Conclusions Older age and female sex were independent factors associated with CI. No formal education, slow gait time and institutionalization increased the risk of CI in both sexes. While education had a stronger effect in women, institutionalization had a stronger effect in men. Financial dependency, lack of exercise and incident stroke played a significant role in women.

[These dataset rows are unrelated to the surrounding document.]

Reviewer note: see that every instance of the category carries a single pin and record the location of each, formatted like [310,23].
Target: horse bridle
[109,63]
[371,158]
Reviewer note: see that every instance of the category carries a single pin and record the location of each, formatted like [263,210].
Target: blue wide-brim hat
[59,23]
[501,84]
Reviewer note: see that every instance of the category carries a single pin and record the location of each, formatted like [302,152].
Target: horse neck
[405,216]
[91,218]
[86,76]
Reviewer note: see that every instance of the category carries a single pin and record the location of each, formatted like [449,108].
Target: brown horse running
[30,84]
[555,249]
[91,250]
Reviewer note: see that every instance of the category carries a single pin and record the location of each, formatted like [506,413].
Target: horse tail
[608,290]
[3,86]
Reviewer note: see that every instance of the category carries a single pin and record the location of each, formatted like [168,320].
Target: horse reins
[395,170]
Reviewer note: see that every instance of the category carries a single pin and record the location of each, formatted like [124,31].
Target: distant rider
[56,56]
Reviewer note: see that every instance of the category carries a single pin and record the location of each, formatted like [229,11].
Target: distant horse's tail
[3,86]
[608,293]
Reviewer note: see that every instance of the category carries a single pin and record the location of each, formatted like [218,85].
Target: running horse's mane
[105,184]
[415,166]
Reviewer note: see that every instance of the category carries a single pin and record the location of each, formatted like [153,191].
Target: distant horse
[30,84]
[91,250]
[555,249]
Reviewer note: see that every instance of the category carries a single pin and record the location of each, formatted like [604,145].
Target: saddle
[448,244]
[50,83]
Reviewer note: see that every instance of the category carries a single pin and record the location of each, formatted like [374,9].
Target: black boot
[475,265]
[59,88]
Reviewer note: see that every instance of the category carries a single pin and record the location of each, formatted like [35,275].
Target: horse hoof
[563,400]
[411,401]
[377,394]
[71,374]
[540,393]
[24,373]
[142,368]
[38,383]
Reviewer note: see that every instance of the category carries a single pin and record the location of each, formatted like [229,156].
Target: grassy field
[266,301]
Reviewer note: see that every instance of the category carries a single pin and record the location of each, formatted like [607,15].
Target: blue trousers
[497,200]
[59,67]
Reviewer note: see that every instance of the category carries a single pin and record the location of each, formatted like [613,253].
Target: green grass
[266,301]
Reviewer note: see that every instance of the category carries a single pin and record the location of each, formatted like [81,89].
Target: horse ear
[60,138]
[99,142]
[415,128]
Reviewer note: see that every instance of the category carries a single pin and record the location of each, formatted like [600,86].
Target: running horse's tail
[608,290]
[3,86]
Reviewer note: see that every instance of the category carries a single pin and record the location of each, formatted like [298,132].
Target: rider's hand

Keywords Predictors, cognitive impairment, Chinese elderly cohort

Accepted 27 April 2001

It is projected that by the year 2050, 58% of the world's elderly population will be residing in Asia.1 It has also been noted that people aged >=85 years constitute the most rapidly growing segment of the elderly population.2

Increased survival is often accompanied by a series of social and biological changes; possibly resulting in increased morbidity and decreased capacity for physical and cognitive functioning.3,4 A few cross-sectional studies in Asia have found increased prevalence of cognitive impairment (CI) in older age groups, but few Asian studies have examined longitudinally the risk factors associated with the onset of CI.5,6

An age- and sex-stratified cohort comprising 2030 members of the elderly population aged >=70 years was established in 1991–1992.7–10 A cross-sectional analysis of the baseline data revealed valuable information regarding risk factors associated with CI.9 This cohort was followed up at 3 years to assess a number of health outcomes and health changes. This paper attempts to investigate the extent to which age, sex and selected baseline social, health and behavioural factors are related to the development of CI over the 3-year follow-up period.

Subjects and Methods

Study subjects
Stratified disproportional random sampling in 1991–1992 assembled a cohort of 2032 elderly subjects aged >=70 years. Registration with the Old Age Allowance (OAA) Scheme, which covers over 90% of the Hong Kong elderly population, was used to define the accessible population. Eligibility for enrolment in the OAA was based on age and length of residence (>=5 years) and was independent of income. A proportional sample was also obtained from those registered for Disability Allowance. Three-hundred subjects were drawn for each of the four strata —male and female by age groups 70–74, 75–79—so the sample in these two age groups consisted of 1200 subjects. Another 150 subjects were drawn from each of the six strata—male and female by age groups 80–84, 85–90 and 90+. The total old-old sample consisted of 2032 subjects. Details of the sampling method and study participants have been reported in previous papers.7–11

Respondent follow-up was carried out as close to 3 years from the baseline interview as possible. A brief telephone interview was conducted at 18 months to update the contact telephone numbers and addresses. Trained nurses, medical doctors or senior medical students conducted face-to-face structured interviews and objective assessments at baseline and at 3-year follow-up.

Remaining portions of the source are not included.